Lots and lots of users gathered to bring our servers to their knees in the first Twingly Meltdown. Our tech team were quite sure that a group of regular users couldn’t do any damage to our servers. So towards the end of the Meltdown Hour I shared a small script with everyone on the Twingly Skype Chat that made it possible for all users to send thousands of simultaneous requests.
Before people started using the script, execution went flawless. Our database servers who are protected by caching did hardly show any load at all. On the web fronts the traffic produced visible CPU load. Some users in faraway countries experienced periods of slow searches. Overall, search was fast.
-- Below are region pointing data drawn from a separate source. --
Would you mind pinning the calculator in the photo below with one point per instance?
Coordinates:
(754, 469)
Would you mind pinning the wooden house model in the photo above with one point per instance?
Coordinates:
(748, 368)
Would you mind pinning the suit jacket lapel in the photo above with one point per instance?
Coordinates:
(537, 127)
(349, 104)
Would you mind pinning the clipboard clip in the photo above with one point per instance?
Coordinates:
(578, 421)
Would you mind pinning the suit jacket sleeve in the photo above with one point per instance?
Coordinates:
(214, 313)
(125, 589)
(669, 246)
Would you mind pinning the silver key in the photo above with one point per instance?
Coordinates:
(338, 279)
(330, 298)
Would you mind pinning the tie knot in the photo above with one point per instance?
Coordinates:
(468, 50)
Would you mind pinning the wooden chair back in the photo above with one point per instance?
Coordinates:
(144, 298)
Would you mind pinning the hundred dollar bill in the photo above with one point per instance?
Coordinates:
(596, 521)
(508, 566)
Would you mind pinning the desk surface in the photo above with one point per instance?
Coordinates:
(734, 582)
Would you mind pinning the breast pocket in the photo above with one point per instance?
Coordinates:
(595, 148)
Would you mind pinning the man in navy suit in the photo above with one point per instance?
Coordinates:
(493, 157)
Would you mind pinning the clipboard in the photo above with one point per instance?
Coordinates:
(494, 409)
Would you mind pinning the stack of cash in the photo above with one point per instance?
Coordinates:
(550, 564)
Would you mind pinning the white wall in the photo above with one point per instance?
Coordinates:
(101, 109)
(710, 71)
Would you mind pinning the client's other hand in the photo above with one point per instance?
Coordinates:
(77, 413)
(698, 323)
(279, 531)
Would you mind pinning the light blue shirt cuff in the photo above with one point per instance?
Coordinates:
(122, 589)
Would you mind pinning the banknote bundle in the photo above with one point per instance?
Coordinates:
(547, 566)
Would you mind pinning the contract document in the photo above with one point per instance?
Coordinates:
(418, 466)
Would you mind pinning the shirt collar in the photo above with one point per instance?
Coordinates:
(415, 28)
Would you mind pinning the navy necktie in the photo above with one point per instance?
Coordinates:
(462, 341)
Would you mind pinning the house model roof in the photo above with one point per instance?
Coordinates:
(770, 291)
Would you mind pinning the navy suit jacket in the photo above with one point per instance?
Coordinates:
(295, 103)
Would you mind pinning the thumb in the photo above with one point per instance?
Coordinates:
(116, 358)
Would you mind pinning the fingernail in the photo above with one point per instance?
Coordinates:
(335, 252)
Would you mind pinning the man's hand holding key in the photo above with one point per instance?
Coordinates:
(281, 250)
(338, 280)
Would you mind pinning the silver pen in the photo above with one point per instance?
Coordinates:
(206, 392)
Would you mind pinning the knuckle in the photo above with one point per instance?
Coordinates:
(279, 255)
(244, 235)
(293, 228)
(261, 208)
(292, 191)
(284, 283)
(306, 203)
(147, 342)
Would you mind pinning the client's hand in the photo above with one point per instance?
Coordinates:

When the more aggressive load script was deployed by lots of users, the tune turned a little more hostile in the tech team chat. Since the script used the undocumented and far less tested json API, it managed to bring out a bug in the code. The web servers are put under much more strain when they have to deal with errors in execution. Technically, this is the difference between performance testing and stress testing. So this actually affected the experience of other users, who at times got an error message while searching.
Big thank you to all participants, hope you had a lot of fun trying to crash Twingly. It helped a lot to see how the system behaves under strain, real world traffic is really hard to simulate properly.
Top image is the web log stats from the day of the event. Clearly visible is the fact that by the end of the event, a lot less users managed to send a lot more searches.